Questa commemorazione è incitamento per tutti a meditare sui misteri di Cristo, sotto la guida della B. V. Maria, la quale fu associata in modo tutto speciale alla Incarnazione, alla Passione e alla Gloria della risurrezione del Figlio di Dio.

Oggi vogliamo soffermarci per qualche momento, fratelli carissimi, sul rinnovamento di quel pio esercizio, che è stato chiamato il compendio di tutto il Vangelo; la “Corona” della B. V. Maria, il Rosario.

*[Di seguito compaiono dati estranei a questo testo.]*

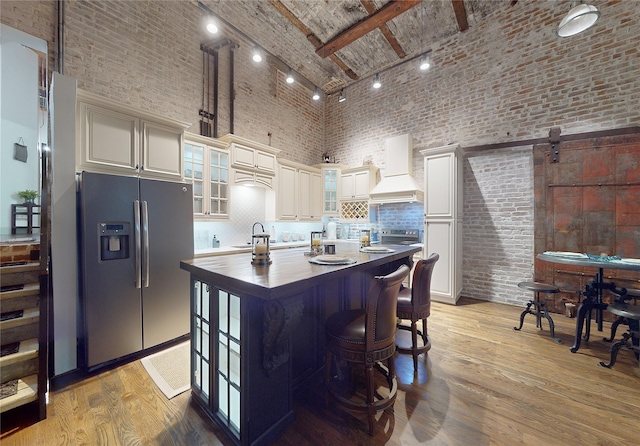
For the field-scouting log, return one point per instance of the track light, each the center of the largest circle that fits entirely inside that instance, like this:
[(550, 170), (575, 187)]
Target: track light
[(579, 18), (376, 81), (425, 62), (212, 26), (257, 54)]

Da convegni, studi più profondi, riflessioni teologiche e pastorali di questi ultimi anni, dopo il Concilio Vaticano II, è apparsa in più vivida luce l’indole evangelica del Rosario in quanto proprio dal Vangelo esso trae l’enunciazione dei misteri e le principali formule; al Vangelo si ispira per suggerire, muovendo dal gioioso saluto dell’Angelo e dal religioso assenso della Vergine, l’atteggiamento con cui il fedele deve recitarlo; e del Vangelo ripropone, nel susseguirsi armonioso delle Ave Maria, un mistero fondamentale – quello dell’Incarnazione del Verbo – contemplato nel momento decisivo dell’annuncio fatto a Maria.

Preghiera evangelica, dunque, è il Rosario come oggi, più che nel passato, amano definirlo gli studiosi e i pastori di anime.

Incentrato, perciò, nel mistero dell’Incarnazione di Cristo, il Rosario è preghiera di orientamento decisivo cristologico.

L’ Ave Maria, ripetuta litanicamente, diviene anch’essa lode incessante a Cristo, termini ultimo dell’annuncio dell’Angelo e del saluto della madre del Battista: “benedetto il frutto del tuo seno”.

L’ Ave Maria costituisce come l’ordito sul quale si sviluppa la contemplazione dei misteri. Il Gesù, a cui ogni Ave ci richiama, è lo stesso che la successione dei misteri ci propone come Figlio di Dio e di Maria.

È invalsa la consuetudine, nel tempo, di aggiungere il richiamo al mistero al mistero che si contempla. Senza la contemplazione, il Rosario è corpo senza anima e la sua recita rischia di divenire meccanica e vuota. “Quando pregate non siate chiacchieroni come i pagani, che credono di essere esauditi in ragione della loro loquacità” (Mt 6,7).

Per sua natura la recita del Rosario esige un ritmo di preghiera tranquillo e quasi una sosta pensosa, cose che favoriscono in chi prega la meditazione dei misteri della vita del Signore, visti attraverso il cuore di Colei che al Signore fu più vicina e ne dischiudono le insondabili ricchezze spirituali.